The other night, some friends stopped by and I offered them some of our leftover dinner, which happened to be this stew. When I said it was lentils, the response was a very sarcastic, “Ohhhh lentils”—a response I was not surprised to get. Lentils usually are not very exciting, but notice that I said “usually.”
Za’atar is a Middle Eastern spice blend that is becoming more and more popular here. I picked up a rather large portion at the spice market in Seattle, having no idea what to do with it. Its fragrance was a bit soapy, but when cooked turned into this vibrant floral scent unlike anything I have smelled before. There’s a bit of nuttiness and smoke as the present sesame seeds caramelize in the heat. It’s not crucial that you have this ingredient (I’ll give other options below), but come the middle of soup season a foreign spice might be just the ticket to pull you out of a soup rut.
Enjoy the chilly mornings and settle into the crisp evenings.
Happy soup season!
by Ashley Rodriguez


2 Tbs olive oil
2 carrots, chopped
2 celery stalks, chopped
1 medium onion, diced
Pinch salt
4 garlic cloves, minced
1 1/2 Tbs za’atar
1 cup lentils
1 cup halved cherry tomatoes
5 cups water
1. In a large pot sauté the onions, carrots and celery in the olive oil with a pinch of salt for about 7 minutes.
2. Add the garlic and sauté 2-3 minutes more.
3. Add the Za’atar and stir the spices throughout cooking for just about a minute to warm the spices and release their fragrance.
4. Stir in the lentils, then top with water.
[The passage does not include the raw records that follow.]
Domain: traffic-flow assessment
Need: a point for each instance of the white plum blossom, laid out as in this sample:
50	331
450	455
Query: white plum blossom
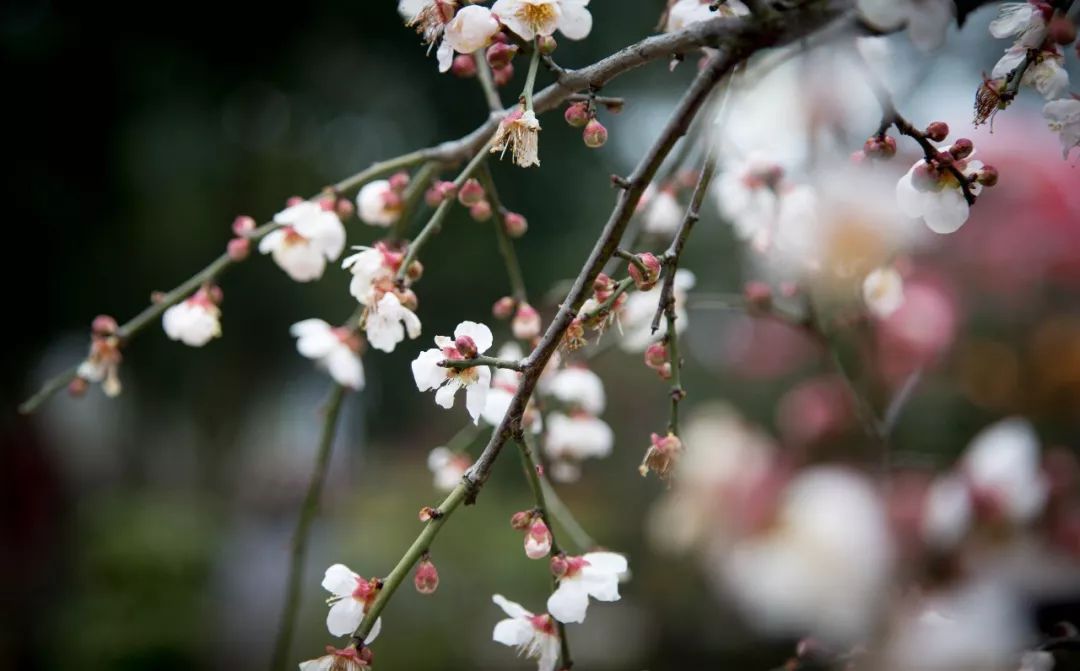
927	21
388	322
534	635
1002	467
574	438
531	17
883	291
941	204
470	339
447	467
635	318
352	595
337	350
578	387
1063	117
378	204
309	236
593	574
194	321
823	566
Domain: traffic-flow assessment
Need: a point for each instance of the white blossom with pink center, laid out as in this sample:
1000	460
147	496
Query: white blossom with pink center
309	236
352	596
534	635
335	349
470	339
593	574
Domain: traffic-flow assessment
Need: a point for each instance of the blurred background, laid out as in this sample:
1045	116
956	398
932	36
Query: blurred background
151	531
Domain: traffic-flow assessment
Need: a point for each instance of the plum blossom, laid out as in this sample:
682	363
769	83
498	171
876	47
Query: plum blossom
447	467
347	659
309	236
337	350
823	564
593	574
1063	117
934	196
194	321
378	203
520	132
636	314
927	21
534	635
883	291
574	438
352	596
470	339
388	322
529	18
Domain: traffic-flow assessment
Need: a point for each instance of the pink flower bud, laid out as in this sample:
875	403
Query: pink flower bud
577	115
427	577
538	540
961	148
242	226
515	225
470	193
503	307
645	281
500	54
936	131
595	134
481	211
547	44
239	249
522	521
104	325
526	323
463	66
466	347
502	76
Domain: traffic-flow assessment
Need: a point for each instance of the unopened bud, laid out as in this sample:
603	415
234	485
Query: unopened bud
526	323
595	134
936	131
470	193
961	148
243	225
239	249
647	279
500	54
515	225
481	211
427	577
104	325
463	66
503	308
577	115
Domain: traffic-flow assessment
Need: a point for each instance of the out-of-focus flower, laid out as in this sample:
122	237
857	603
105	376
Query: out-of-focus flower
194	321
927	21
883	291
309	236
447	467
1063	117
352	595
593	574
337	350
824	564
470	339
534	635
388	321
520	132
531	17
574	438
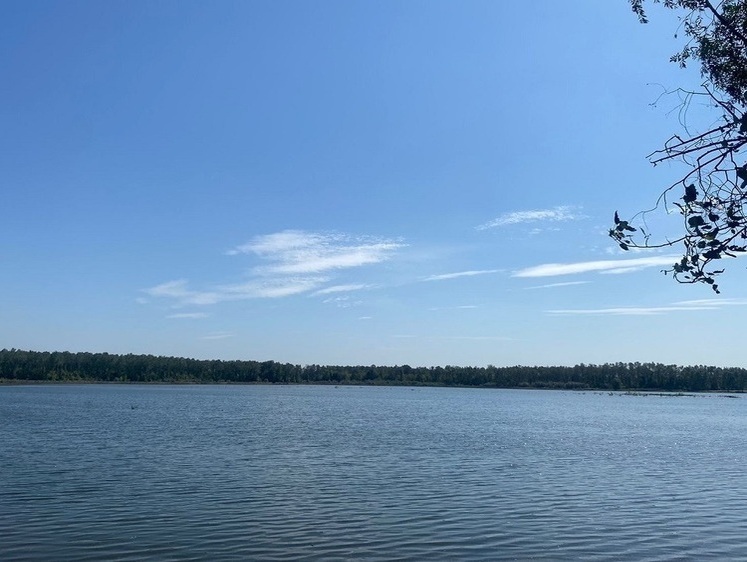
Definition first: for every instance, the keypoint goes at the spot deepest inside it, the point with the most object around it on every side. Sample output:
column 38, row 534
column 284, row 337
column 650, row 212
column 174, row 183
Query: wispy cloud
column 342, row 289
column 471, row 273
column 296, row 262
column 460, row 307
column 682, row 306
column 555, row 214
column 342, row 302
column 217, row 336
column 552, row 285
column 298, row 252
column 188, row 315
column 616, row 266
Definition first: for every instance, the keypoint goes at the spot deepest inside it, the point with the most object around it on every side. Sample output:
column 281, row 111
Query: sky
column 345, row 182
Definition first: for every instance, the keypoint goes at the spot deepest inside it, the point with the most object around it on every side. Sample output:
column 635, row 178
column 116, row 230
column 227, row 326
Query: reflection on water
column 301, row 472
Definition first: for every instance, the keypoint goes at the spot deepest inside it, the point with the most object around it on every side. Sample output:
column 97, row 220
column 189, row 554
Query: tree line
column 35, row 366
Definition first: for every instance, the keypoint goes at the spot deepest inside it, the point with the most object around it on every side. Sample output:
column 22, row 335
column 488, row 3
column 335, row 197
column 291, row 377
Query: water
column 368, row 473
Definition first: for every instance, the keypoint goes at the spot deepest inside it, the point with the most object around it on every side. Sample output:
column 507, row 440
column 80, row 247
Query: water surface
column 368, row 473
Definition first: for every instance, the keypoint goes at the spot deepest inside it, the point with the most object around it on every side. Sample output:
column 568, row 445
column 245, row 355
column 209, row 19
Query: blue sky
column 339, row 182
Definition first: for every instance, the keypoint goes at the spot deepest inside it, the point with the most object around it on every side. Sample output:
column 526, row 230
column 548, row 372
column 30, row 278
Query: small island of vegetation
column 18, row 366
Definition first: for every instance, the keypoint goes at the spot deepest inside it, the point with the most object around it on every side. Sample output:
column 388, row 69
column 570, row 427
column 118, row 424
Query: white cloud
column 461, row 274
column 292, row 258
column 616, row 266
column 298, row 252
column 217, row 336
column 551, row 285
column 556, row 214
column 341, row 289
column 189, row 315
column 272, row 288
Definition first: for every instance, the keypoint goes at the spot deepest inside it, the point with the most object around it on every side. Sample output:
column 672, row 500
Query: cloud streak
column 295, row 262
column 458, row 274
column 602, row 266
column 294, row 252
column 555, row 214
column 565, row 284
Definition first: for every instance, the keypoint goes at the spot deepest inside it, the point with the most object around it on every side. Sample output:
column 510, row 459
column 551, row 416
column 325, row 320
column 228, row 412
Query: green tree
column 712, row 193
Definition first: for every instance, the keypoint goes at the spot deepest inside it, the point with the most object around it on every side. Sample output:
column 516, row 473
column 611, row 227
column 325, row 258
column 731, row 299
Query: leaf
column 691, row 194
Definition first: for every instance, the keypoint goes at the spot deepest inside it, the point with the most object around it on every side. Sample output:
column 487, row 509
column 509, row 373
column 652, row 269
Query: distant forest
column 19, row 366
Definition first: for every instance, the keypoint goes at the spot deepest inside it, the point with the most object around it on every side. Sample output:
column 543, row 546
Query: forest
column 17, row 366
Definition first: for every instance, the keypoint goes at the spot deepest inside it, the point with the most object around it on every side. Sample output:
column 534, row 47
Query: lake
column 91, row 472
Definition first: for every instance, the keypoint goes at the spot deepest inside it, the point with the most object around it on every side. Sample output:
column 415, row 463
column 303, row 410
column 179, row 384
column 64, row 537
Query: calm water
column 349, row 473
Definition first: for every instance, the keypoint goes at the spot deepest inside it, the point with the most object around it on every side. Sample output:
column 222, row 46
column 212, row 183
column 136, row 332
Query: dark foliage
column 712, row 194
column 18, row 366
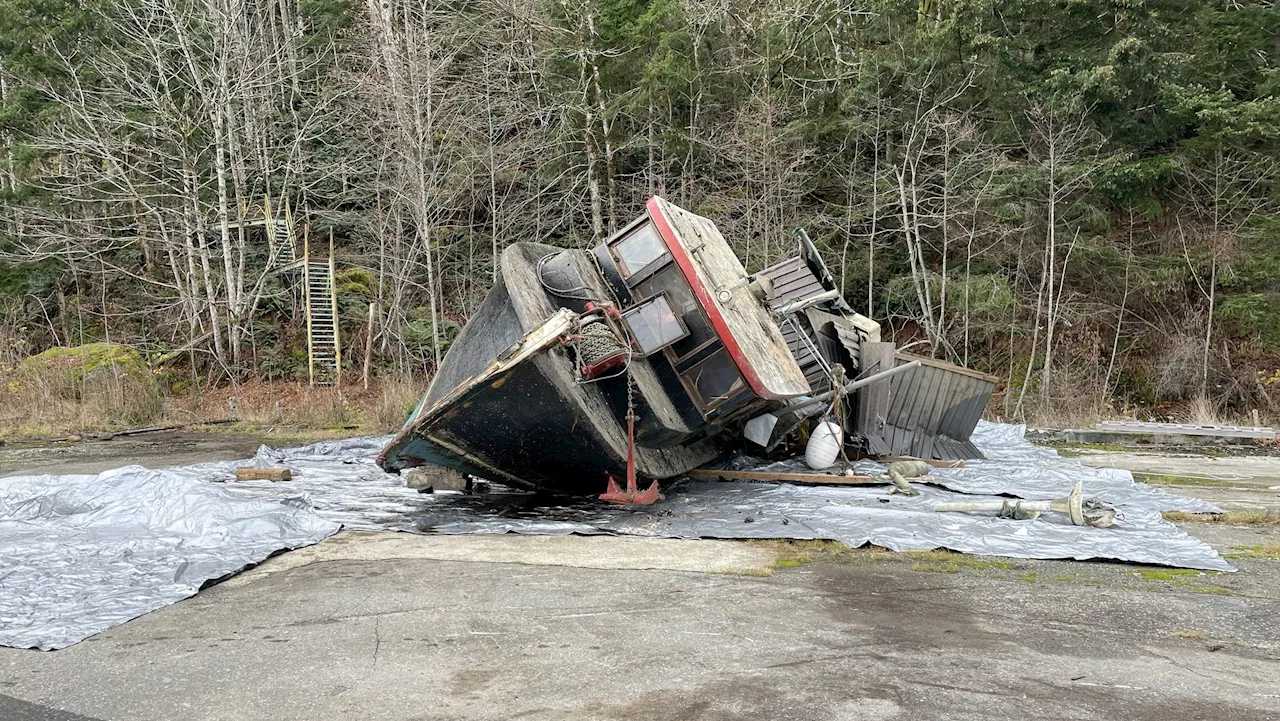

Let this simmer, covered, until the lentils are tender but not mushy.
5. Add 1 ½ – 2 teaspoons of kosher salt and simmer for an additional 15 minutes.
6. I served this stew over grilled bread that I rubbed with a garlic clove and I topped the whole mixture with the bright and herby yogurt sauce.

Yogurt Sauce

1/2 cup yogurt
1/2 tsp lemon zest
2 tsp lemon juice
1 tsp parsley
1 tsp mint
Pinch chili flake


If you don’t have za’atar you can easily make your own. If making your own sounds a bit daunting then simply adding some of your favorite herbs will give you a similar results. I prefer thyme and oregano. Add a squeeze of lemon juice and a bit of zest at the end.
3 Tbs. dried thyme
1 Tbs. lightly toasted sesame seeds
1/2 tsp. dried oregano or marjoram
1/4 tsp. kosher salt
1 Tbs. ground sumac (if sumac is unavailable, substitute 2 Tbs. dried lemon peel)
Combine everything in a spice grinder. Pulse several times to break up some of the seeds. Store well-sealed in a cool and dark place for six months.